電流源gm*Vbeのみあるとき、            <--(2)

ib2=ーgm*vbe*R2/(Rbe+R2)

ie2=gm*vbe*Rbe/(Rbe+R2)

 

以上から、実際のib,ieは、 

ib=ib1+ib2=vin/(Rbe+R2)ーgm*vbe*R2/(Rbe+R2)

         =(vinーgm*vbe*R2)/(Rbe+R2)     <--(3)

ie=ie1+ie2=vin/(Rbe+R2)+gm*vbe*Rbe/(Rbe+R2)

         =(vin+gm*vbe*Rbe)/(Rbe+R2)    <--(4)

 

vbe=ib*Rbeより、(3)式は、

ib=(vinーgm*ib*Rbe*R2)/(Rbe+R2)     

Rbe=β/gmだから、

ib=(vinーβ*ib*R2)/(β/gm+R2)     

ib*(1+β*R2/(β/gm+R2))=vin/(β/gm+R2)

ib*(β/gm+R2+β*R2)=vin

ib=vin/(β/gm+R2+β*R2) 

 =vin*(gm/β)/(1+((1+β)/β)*gm*R2)   <--(5)

 

これよりieは、

ie=(1+β)*ib

=vin*((1+β)/β)*gm/(1+((1+β)/β)*gm*R2) 

  

 

 

一方また、 

(4)式のvbeにib*Rbe=ib*β/gmを代入し、(5)式を入れ、

ie=(vin+ib*β*Rbe)/(Rbe+R2)    

ie=(vin+β*Rbe*vin/(β/gm+R2+β*R2))/(Rbe+R2)    

 ie=(vin+Rbe*vin/(1/gm+R2/β+R2))/(Rbe+R2)  

ie/vin=(1+β/(1+gm*R2/β+gm*R2))/(Rbe+R2)  

=(1+β+gm*R2/β+gm*R2))/((1+gm*R2/β+gm*R2))*(Rbe+R2)) 

= (1+β)(1+gm*R2/β)/((1+gm*R2*(1+β)/β)*(β/gm+R2))

=((1+β)/β)*gm*(β/gm+R2)/((1+gm*R2*(1+β)/β)*(β/gm+R2))

=((1+β)/β)*gm/((1+gm*R2*((1+β)/β))             <--(6)

 

また、

ib=ie/(β+1)と(3)(4)式より、

vin+gm*vbe*Rbe=(β+1)*(vinーgm*vbe*R2)

vin+gm*vbe*Rbe=(β+1)*vinー(β+1)*gm*vbe*R2

gm*vbe*Rbe+(β+1)*gm*vbe*R2ー=(β+1)*vin-vin

vbe*(gm*Rbe+(β+1)*gm*R2)=β*vin

vbe=β*vin/(gm*Rbe-(β+1)*gm*R2)

  =β*vin/(β+(β+1)*gm*R2) 

   =vin/(1+((β+1)/β)*gm*R2) <--(7)

 

 

■結論 

 

 Rbe=β/gmとすることで、ic/ib=βが自動的に成り立つ。

 (5)式のibにRbe=β/gmをかけたものは(7)式のVbeに一致するので計算は間違いないと思う。

 

 計算1と2の結果は一致した。
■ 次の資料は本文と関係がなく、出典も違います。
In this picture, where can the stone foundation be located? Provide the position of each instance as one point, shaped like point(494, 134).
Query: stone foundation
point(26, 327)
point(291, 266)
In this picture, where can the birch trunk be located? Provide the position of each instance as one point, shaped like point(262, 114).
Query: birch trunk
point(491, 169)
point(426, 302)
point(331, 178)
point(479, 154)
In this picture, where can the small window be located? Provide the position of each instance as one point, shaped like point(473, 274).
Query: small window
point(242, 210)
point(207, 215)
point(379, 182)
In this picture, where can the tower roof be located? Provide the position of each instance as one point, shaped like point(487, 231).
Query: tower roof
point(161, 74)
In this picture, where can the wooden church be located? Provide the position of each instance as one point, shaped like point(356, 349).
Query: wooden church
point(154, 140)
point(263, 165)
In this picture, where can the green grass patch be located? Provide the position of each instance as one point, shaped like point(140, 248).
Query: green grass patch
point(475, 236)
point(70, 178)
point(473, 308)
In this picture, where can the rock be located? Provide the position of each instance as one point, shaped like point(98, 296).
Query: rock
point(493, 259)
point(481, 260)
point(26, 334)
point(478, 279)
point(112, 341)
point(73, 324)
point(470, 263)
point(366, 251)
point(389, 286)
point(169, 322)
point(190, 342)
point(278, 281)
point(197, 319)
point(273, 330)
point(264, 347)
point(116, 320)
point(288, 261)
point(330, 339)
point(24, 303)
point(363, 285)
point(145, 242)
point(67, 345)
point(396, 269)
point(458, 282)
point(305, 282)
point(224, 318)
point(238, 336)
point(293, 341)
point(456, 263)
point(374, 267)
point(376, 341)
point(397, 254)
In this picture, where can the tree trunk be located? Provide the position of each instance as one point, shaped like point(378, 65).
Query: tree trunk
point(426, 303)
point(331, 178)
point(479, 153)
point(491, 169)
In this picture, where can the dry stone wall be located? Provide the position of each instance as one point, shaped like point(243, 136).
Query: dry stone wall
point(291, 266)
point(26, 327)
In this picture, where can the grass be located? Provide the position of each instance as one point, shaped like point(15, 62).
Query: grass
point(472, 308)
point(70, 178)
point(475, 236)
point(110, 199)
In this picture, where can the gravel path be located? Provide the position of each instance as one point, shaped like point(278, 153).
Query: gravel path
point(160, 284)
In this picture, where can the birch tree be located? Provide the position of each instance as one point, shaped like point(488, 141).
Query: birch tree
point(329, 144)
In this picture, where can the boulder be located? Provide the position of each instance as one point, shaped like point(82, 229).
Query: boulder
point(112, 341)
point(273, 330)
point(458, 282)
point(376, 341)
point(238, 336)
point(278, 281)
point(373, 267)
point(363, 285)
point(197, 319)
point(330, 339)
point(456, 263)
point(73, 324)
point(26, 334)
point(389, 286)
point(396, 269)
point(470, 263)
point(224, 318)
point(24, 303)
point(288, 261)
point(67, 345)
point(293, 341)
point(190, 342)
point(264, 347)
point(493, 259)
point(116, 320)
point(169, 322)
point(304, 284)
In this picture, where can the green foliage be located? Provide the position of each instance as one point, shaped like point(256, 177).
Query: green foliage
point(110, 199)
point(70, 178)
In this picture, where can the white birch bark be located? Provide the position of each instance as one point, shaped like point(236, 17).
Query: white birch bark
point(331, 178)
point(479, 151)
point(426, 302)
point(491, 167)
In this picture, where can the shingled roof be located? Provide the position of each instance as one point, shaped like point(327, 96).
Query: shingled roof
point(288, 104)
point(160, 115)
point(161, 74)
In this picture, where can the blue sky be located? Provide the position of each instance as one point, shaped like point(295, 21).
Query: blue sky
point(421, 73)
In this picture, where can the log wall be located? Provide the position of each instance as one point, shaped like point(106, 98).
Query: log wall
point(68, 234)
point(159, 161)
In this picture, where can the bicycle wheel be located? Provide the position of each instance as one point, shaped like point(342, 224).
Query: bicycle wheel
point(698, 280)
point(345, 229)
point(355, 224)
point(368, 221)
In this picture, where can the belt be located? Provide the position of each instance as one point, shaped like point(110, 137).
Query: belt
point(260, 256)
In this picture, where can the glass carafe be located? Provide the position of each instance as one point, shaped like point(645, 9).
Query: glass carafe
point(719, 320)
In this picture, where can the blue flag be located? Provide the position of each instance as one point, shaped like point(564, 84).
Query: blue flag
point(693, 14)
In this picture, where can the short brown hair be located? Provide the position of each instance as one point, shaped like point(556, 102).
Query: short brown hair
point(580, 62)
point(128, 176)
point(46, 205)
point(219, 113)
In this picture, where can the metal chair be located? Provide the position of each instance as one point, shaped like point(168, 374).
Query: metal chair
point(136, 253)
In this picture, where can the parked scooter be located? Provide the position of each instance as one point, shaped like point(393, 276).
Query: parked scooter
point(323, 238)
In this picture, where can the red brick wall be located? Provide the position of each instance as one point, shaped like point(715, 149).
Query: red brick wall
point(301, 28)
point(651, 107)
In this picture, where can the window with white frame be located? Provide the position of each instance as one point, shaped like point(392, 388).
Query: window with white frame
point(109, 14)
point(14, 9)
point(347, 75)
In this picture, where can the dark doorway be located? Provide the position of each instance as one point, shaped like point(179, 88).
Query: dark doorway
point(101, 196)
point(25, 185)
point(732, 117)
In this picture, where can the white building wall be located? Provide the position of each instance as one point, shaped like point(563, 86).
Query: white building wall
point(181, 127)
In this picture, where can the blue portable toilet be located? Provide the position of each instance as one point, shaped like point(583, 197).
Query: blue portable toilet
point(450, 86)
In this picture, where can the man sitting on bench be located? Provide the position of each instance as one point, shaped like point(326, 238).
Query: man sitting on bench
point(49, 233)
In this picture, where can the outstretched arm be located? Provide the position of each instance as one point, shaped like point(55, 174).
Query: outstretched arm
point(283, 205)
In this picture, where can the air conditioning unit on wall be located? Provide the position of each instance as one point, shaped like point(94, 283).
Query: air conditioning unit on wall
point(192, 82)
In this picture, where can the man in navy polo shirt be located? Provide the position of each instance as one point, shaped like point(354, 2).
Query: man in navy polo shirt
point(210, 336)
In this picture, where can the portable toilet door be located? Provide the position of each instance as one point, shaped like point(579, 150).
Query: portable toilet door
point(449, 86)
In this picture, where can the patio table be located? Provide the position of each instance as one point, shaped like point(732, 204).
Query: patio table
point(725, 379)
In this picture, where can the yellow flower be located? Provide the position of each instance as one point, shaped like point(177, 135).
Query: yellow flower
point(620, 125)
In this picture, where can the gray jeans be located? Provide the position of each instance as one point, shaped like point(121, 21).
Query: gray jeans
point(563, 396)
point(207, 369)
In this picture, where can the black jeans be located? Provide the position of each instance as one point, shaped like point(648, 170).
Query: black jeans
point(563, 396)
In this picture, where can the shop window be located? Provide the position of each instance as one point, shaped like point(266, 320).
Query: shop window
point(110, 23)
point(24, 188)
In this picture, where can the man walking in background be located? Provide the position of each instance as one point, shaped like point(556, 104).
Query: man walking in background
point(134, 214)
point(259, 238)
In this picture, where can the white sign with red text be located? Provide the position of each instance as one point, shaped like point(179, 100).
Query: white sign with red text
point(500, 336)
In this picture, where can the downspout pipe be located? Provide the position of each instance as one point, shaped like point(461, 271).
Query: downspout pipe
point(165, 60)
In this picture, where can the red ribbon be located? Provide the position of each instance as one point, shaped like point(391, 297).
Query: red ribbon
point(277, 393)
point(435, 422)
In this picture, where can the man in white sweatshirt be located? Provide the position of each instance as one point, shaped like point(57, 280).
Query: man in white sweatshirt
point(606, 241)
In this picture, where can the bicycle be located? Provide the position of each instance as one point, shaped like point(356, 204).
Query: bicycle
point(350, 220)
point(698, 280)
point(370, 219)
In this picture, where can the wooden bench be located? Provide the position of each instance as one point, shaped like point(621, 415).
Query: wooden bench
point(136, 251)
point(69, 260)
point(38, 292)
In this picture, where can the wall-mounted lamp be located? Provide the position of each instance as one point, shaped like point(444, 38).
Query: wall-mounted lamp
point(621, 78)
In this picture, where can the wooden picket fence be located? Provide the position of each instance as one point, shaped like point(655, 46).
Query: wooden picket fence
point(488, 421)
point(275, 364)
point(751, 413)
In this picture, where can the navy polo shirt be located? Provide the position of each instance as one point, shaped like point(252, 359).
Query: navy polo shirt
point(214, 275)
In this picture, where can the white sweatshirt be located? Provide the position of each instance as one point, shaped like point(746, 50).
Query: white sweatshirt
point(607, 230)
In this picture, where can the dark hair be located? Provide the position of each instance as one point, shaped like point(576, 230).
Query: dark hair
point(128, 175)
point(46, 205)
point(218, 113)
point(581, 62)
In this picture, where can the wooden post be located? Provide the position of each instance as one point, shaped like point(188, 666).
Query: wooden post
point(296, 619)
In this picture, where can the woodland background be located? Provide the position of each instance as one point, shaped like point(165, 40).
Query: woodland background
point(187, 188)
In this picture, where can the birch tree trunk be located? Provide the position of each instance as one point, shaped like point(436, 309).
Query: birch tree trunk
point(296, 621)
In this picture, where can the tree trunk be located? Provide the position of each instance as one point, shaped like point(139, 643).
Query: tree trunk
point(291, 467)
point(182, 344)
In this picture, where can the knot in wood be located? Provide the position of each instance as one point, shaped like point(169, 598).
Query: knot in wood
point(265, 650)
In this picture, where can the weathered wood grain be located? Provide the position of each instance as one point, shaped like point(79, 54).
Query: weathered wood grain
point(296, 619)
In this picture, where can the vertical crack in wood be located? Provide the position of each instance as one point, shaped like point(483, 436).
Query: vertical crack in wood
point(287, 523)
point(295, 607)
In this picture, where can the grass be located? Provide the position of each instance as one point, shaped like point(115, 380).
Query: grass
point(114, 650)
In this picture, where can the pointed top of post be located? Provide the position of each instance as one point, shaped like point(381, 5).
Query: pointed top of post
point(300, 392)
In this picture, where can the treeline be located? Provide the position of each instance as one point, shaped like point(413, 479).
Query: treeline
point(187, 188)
計算1のような簡単な方法でよいことがわかった。

 

 何をやったのかがわからなくなったが、うまく説明できた。

 

 

 

 =======まってました(^^ =======================

 

 

 

> 「アナログ集積回路設計技術」も、

> > Rbeの電流はVbe/Rbeであり、これのβ倍がB1なのである。

> と書いてあるように読めるのですが、私はこれを、

> ⊿Vbe = (1+β)re * ⊿Ib

 

ΔIe=(1+β)*ΔIb

ΔVbe=re*ΔIe

ΔVbe=Rbe*ΔIb=Rbe*ΔIe/(1+β)=ΔIe*re

よって、

Rbe=re*(1+β)

 

> よって、

> Rbe = (1+β)re

 

> と思っていたわけでした。

 

いいのではないですか?私もそう思ってました。

 

> この、IbをVbeで微分したものが、自己コンダクタンスで、入力電圧によってIbが発生し、

> IbによってVbeが発生し、VbeによってIcが発生するのだと思っていたわけでした。

 

これもそのとおりだと思いますが、どこがおかしいのですか。すべて正解だと思いますよ。

 

 

>ところで、この話は元をただせば、cdaさんが紹介してくれたNT5マイクアンプの勉強でし>た。

>mpcspさんの話が理解できないと、先へ進むことは無理でしょうか?

>勧めてもらった掲示板のほうで、YandHさんがいろいろ目標を与えてくださっているのです>が。。

 

 上の考えでよいので、次に行ってください。